This new movement arose out of the desire to represent and define the new modern reality that was surrounding the world during that time as well as a a reaction against the traditional ways of representing light and color (Cubism). In the textbook Megg's History of Graphic Design, it is said in the description of figure 13-1 of Picasso's Nude c. 1906-7 that "the seeds of cubism are contained in the fragmentation of the figure and background spaces into abstracted geometrical planes.
Marten Jansen states in his column titled "Pablo Picasso Cubism" that it is important to fully realize how important cubism is and that it is significant to note that cubism is not just the "style" of Pablo Picasso but it is the mark of the real beginning of abstract art which was a new wave of thinking and a new way of looking at art.
I would like to reflect on the fact that cubism "began a new artistic tradition and way of seeing that challenged the four-hundred-year Renaissance tradition of pictorial art" (Megg). The way that I interpret that statement made on page 256 of my textbook for this class Picasso and Braque essentially just broke all of the rules that were set forth for them prior to the beginning of their movement, and that they decided to make new rules for themselves and every artist after them.
Another statement from the textbook that I would like to reflect upon this week is one of the statements made on page 257 of Megg's History of Graphic Design. The statement is "Cubism has a strong relationship with the process of human vision. Our eyes shift and scan a subject: our minds combine these fragments into a whole." This can be connected to my interpretation of the definition of cubism changing and challenging the way art was viewed for hundreds of years due to the idea that now instead of the entirety of a subject being present in a work, now only fragments appear. The human mind is an incredible thing and it is capable of filling in the absent lines to complete the subject. This new way of thinking about art challenged the past due to the idea that now the viewer's mind has to work a bit more to really see what is being presented to them.
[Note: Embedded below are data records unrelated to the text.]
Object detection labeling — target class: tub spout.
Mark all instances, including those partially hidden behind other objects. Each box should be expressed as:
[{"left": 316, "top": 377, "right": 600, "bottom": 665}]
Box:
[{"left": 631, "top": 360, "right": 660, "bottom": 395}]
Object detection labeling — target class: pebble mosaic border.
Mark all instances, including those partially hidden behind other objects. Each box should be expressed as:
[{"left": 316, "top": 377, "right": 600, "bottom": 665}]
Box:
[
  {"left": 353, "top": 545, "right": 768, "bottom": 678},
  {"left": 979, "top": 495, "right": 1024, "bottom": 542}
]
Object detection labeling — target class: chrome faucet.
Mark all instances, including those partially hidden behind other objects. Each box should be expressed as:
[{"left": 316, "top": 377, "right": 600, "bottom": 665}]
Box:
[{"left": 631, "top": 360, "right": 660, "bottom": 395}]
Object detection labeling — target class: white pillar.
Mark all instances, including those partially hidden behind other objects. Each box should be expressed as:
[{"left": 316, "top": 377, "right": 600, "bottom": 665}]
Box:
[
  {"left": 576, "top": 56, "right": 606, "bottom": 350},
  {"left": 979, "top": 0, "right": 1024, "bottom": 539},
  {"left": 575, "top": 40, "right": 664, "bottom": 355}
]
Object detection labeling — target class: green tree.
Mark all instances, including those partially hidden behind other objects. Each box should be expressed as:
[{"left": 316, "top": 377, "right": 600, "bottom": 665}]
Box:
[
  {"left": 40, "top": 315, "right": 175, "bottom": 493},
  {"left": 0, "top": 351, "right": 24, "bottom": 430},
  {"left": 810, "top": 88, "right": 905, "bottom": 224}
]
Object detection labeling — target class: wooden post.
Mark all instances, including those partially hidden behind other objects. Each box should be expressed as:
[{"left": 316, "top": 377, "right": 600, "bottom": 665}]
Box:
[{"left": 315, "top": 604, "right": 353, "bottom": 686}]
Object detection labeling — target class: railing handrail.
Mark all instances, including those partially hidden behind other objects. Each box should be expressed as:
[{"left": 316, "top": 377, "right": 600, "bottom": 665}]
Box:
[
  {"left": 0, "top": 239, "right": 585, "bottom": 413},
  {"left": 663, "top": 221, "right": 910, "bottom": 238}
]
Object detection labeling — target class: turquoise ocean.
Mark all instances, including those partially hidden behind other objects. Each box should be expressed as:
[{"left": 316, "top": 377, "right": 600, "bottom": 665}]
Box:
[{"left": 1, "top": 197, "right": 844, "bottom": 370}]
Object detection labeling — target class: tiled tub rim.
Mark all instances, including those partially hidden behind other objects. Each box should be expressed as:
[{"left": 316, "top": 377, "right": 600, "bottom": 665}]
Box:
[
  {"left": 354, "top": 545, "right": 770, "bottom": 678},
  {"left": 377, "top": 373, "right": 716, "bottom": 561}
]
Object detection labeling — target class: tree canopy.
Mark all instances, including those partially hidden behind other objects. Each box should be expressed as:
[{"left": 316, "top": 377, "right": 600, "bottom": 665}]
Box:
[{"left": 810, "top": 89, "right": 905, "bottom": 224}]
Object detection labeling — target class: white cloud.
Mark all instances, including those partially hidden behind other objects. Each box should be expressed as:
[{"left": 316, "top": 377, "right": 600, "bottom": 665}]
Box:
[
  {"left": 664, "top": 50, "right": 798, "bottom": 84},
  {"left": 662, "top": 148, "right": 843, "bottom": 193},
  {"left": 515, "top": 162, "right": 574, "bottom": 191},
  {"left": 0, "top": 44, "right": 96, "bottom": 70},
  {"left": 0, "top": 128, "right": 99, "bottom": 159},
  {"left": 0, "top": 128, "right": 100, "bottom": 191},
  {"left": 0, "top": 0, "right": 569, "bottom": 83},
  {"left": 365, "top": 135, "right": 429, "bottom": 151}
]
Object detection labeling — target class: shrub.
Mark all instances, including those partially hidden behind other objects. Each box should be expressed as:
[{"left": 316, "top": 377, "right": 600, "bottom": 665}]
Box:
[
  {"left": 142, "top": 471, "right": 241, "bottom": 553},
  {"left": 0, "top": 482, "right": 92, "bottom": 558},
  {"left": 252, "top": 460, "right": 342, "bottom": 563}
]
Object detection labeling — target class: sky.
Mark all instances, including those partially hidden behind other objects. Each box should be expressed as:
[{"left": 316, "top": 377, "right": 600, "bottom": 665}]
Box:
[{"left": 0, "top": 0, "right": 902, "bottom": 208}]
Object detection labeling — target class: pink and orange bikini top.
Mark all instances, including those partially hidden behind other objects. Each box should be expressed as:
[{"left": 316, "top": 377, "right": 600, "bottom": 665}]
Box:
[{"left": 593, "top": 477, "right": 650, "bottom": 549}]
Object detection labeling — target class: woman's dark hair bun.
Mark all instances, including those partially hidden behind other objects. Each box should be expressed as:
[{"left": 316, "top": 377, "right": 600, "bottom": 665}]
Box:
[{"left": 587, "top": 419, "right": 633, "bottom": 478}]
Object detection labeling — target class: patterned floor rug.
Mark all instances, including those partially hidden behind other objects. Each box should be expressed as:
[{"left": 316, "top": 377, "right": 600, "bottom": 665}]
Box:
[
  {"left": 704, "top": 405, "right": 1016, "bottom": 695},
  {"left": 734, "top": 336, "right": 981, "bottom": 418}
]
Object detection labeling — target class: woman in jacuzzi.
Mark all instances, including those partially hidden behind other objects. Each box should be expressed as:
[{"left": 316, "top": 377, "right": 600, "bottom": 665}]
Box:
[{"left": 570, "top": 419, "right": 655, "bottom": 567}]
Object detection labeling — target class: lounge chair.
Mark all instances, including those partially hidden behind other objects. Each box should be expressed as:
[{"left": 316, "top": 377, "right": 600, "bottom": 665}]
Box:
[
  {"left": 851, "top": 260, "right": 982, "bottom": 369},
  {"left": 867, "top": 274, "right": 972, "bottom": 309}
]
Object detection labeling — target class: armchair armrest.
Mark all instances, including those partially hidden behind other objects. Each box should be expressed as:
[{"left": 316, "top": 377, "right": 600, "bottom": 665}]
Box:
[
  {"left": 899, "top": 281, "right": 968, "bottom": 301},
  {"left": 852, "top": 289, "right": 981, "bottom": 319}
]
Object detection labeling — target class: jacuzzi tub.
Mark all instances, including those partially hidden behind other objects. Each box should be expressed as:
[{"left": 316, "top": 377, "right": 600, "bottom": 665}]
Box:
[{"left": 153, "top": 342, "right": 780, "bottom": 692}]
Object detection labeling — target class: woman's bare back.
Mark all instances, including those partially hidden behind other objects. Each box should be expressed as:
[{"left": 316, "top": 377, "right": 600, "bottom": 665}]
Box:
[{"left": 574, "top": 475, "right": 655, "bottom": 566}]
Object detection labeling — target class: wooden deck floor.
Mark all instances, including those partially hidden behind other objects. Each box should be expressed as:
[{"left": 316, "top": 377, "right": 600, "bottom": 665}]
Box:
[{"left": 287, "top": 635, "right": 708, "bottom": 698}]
Examples of works where the viewer's mind has to be put to work:
Nude, c 1906-07 Pablo Picasso
Les Demoiselles d'Avignon, 1907, Pablo Picasso
The Dream, 1931, Pablo Picasso.
It was a way of, for lack of a better term, pissing on the past of what used to be accepted as art. Picasso forced the viewer's mind to find lines where there were not any, in his new movement of cubism. It is important to realize how incredible the human mind is, and Picasso's work during his cubist movement exemplifies this concept.
Megg, Philip B. Megg's History of Graphic Design. 5th ed. Hoboken, New Jersey: John Wiley & Sons, Inc., 2012. Print.